Lottie who was sitting across from him laughed sympathetically. ‘Self-control is such a balancing act. I’ve had a modest intake.’ She pushed away her empty glass. ‘Modest for me. It’s because I’m happy.’

‘Don’t be silly, Lottie.’ Inigo’s bad mood seemed to be spreading. ‘You’re never happy. It draws us together. Artists are never happy.’

‘Oh, Inigo, you have been at the bottle. Do you want to know why I’m happy?’ Lottie looked towards Ludo who was balancing wine glasses one above the other. He had already made a tower of four.

‘Certainly not,’ said Inigo. A streak of sun broke through the ceiling of vines over the terrace and lit his red, somewhat pitted face. Drops of perspiration rolled from the curls at his forehead. An admirer might have likened him to Bacchus.

‘That beautiful youth,’ continued Lottie, eyes still on Ludo now building the Leaning Tower of Pisa, ‘this morning acknowledged that he is my son. I feel as if I’ve just written Anna Karenina!’

‘That is a very tragic story,’ Keiko broke away from Julie and stared at Lottie with sudden interest.

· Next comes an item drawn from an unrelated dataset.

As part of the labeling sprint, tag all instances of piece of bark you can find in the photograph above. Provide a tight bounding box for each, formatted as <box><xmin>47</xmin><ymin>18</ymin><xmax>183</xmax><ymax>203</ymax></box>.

‘You’re right. Some other masterpiece, then. A great novel. A happy novel.’

‘There’re not many of those,’ said Inigo gloomily.

‘Are you really Lottie’s son?’ Julie too, leant forward to Ludo. But she spoke at the same time as Becka who stood quite still, with a stunned expression and the plate of cheese in her hands.

‘No!’ she cried. ‘This is not the place!’ Perhaps forgetting the cheese, she stood over Ludo as if guarding him from malign forces.

‘Becka darling!’ protested Lottie. ‘I don’t mind sharing him. You mustn’t be a dog in the manger.’

Becka stooped even more protectively and the large cheese – a heavy local Parmesan – slid off the plate on to Ludo’s tower of glass to which he’d just added a fifth storey.

Shards of glass flew into the air, bounced off the stone table, tried to impale first Keiko and then Julie who both screamed in girlish fashion. Eventually, all the pieces landed somewhere or other, a few exploding far away on the stone terrace, glittering dangerously where the sun caught them.

‘You could have killed me!’ Ludo, smooth hands among the glass, looked up at Becka reproachfully. ‘Or I might have been blinded. I’d hate to be blind.’ He picked out the cheese, as spiky with glass as a sputnik. ‘It’s not as if everyone didn’t know about my birth mother.’

‘Is that true? Everyone knows?’ Lottie looking accusingly at Inigo.